Schools minister Stephen Byers’s remark that he wanted “a General Teaching Council, not a General Teachers’ Council” originates from the Scottish GTC. Ivor Sutherland insists that any nomination by unions would be dangerous. “The GTC must walk a tightrope between being seen to be in the pocket of the Government or the teacher unions.”

Nigel de Gruchy, general secretary of the National Association of Schoolmasters Union of Women Teachers, argues (see page 12) that without union representation the English GTC will be a toothless puppet, while Fred Forrester, deputy general secretary of the Educational Institute of Scotland, says he works happily alongside the GTC: “We put up a slate of official EIS candidates. We would rather have direct elections with the chance to influence it in this way than block union nominations.”

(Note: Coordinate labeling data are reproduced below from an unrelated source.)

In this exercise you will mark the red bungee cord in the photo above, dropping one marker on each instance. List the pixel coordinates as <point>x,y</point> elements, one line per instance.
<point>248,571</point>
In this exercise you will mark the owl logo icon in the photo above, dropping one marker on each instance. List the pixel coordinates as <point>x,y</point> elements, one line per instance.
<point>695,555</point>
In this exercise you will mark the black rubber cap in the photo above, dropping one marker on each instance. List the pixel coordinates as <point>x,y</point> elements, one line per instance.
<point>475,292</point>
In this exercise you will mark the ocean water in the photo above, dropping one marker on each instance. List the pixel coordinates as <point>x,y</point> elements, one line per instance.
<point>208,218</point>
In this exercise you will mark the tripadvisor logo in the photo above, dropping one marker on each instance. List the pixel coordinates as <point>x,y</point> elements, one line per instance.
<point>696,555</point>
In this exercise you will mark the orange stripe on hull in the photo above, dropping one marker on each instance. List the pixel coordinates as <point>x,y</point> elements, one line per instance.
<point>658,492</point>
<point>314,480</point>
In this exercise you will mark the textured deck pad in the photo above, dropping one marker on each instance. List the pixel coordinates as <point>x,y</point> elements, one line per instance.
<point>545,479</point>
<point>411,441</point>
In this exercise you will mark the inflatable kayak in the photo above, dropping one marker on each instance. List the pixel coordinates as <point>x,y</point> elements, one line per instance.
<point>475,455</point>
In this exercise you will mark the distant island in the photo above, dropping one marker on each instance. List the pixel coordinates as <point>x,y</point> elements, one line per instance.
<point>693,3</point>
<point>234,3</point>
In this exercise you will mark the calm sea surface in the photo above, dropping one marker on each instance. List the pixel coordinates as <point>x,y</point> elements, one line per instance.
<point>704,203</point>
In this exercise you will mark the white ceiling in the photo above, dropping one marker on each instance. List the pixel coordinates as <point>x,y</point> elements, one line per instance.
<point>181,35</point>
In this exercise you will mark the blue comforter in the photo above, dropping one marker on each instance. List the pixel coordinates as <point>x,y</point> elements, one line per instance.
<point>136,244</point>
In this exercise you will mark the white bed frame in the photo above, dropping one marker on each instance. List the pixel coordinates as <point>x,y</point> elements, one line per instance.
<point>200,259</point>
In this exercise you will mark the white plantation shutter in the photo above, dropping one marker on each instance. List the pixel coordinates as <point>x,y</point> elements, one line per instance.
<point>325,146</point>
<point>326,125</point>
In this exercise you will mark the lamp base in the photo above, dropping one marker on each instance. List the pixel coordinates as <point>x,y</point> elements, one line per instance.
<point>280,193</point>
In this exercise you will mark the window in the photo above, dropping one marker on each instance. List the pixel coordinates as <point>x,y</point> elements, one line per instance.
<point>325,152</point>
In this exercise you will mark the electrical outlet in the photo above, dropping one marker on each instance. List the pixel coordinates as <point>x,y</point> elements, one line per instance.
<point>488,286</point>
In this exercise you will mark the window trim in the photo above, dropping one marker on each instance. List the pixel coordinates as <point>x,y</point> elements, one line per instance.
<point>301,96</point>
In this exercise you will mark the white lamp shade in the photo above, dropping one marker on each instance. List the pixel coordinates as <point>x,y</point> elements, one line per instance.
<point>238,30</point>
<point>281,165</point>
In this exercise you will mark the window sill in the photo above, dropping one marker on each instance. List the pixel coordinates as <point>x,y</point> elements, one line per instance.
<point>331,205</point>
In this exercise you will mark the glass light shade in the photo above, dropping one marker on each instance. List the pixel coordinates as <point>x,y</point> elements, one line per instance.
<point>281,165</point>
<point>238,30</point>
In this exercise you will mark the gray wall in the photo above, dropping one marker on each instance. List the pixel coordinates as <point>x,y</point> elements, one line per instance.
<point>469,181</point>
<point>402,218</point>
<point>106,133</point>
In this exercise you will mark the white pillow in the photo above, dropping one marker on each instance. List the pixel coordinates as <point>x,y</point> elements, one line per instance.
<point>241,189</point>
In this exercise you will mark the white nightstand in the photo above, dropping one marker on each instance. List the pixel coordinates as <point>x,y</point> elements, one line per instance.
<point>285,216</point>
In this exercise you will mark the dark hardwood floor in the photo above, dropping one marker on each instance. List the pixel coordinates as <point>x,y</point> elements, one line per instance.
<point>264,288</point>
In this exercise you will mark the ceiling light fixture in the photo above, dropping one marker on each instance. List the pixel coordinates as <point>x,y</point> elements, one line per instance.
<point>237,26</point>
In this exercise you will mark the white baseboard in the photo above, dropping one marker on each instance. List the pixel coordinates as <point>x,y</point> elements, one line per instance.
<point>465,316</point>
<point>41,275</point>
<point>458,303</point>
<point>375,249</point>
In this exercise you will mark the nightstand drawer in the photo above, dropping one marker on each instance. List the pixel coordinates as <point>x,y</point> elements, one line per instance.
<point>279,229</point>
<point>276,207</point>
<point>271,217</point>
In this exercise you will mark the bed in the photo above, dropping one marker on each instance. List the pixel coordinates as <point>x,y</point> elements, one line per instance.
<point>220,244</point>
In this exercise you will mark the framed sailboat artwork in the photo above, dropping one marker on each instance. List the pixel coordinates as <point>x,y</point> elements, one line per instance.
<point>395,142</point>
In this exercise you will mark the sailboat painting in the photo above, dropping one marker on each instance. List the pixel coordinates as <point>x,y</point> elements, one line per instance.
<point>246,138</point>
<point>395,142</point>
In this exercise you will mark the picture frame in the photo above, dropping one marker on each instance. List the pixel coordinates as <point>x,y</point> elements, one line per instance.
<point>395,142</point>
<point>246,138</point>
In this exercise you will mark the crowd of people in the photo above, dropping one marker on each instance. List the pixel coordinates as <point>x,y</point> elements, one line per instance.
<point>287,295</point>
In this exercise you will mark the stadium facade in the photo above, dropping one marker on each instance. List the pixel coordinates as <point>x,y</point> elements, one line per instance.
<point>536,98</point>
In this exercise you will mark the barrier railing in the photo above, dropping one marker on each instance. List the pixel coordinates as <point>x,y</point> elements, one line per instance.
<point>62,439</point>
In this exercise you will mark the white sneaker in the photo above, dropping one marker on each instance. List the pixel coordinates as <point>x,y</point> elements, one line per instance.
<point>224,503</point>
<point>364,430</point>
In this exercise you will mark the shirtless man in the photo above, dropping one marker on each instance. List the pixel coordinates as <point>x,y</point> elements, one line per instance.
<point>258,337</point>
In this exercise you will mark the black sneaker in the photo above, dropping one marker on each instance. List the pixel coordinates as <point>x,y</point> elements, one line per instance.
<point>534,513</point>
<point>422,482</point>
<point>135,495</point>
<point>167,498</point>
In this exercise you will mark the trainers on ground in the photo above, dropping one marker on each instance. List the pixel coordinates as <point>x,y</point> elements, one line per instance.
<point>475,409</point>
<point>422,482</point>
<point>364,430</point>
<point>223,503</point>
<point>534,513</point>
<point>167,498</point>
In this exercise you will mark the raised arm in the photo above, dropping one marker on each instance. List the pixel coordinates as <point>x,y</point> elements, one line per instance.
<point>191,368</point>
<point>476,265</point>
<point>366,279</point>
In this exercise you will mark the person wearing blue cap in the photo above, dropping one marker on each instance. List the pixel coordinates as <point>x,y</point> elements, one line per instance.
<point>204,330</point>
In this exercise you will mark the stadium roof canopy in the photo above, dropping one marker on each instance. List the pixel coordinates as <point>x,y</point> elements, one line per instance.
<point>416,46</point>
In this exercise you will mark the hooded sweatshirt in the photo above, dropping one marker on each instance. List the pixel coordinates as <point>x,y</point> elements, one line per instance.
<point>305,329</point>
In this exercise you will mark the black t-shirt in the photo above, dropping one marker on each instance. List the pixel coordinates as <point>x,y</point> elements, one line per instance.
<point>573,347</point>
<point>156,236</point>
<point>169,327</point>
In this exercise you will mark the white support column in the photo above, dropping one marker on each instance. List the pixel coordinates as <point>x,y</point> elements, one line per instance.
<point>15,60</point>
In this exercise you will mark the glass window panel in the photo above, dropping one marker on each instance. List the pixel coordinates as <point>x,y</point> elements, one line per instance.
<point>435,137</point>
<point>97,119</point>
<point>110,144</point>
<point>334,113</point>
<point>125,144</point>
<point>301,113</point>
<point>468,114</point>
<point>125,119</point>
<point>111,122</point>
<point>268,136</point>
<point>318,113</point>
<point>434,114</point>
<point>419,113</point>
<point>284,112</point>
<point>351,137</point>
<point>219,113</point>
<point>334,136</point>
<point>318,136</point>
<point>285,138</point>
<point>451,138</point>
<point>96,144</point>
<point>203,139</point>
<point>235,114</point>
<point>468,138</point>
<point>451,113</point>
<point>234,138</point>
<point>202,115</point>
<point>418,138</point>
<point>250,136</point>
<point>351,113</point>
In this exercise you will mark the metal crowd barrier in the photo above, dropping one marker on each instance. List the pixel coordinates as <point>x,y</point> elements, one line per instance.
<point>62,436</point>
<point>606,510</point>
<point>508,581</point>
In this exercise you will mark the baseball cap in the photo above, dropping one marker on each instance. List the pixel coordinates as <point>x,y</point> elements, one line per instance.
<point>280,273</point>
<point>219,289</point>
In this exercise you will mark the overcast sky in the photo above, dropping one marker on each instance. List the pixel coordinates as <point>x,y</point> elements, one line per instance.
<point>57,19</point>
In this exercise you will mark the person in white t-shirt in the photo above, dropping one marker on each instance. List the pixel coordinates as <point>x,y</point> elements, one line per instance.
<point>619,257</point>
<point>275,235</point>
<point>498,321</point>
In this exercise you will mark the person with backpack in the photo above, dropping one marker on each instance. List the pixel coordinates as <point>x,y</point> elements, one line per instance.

The biggest difference between England and Scotland is that in Scotland the vicious circle in which the profession cannot attract top graduates because of its low status - thus ensuring that it continues to have low status - seems to have been broken. There are 10 applicants for every place on some courses, and there is no shortage of applicants for subjects such as physics. Nigel de Gruchy says that “the brutal reality is that high status comes from a high salary”. But salaries in Scotland are more or less the same as those in England.

Ivor Sutherland insists that “research indicates that status is more important than money ... a profession that insists on high standards will eventually accrue high status. But teachers here haven’t had quite the same bashing as the profession south of the border.”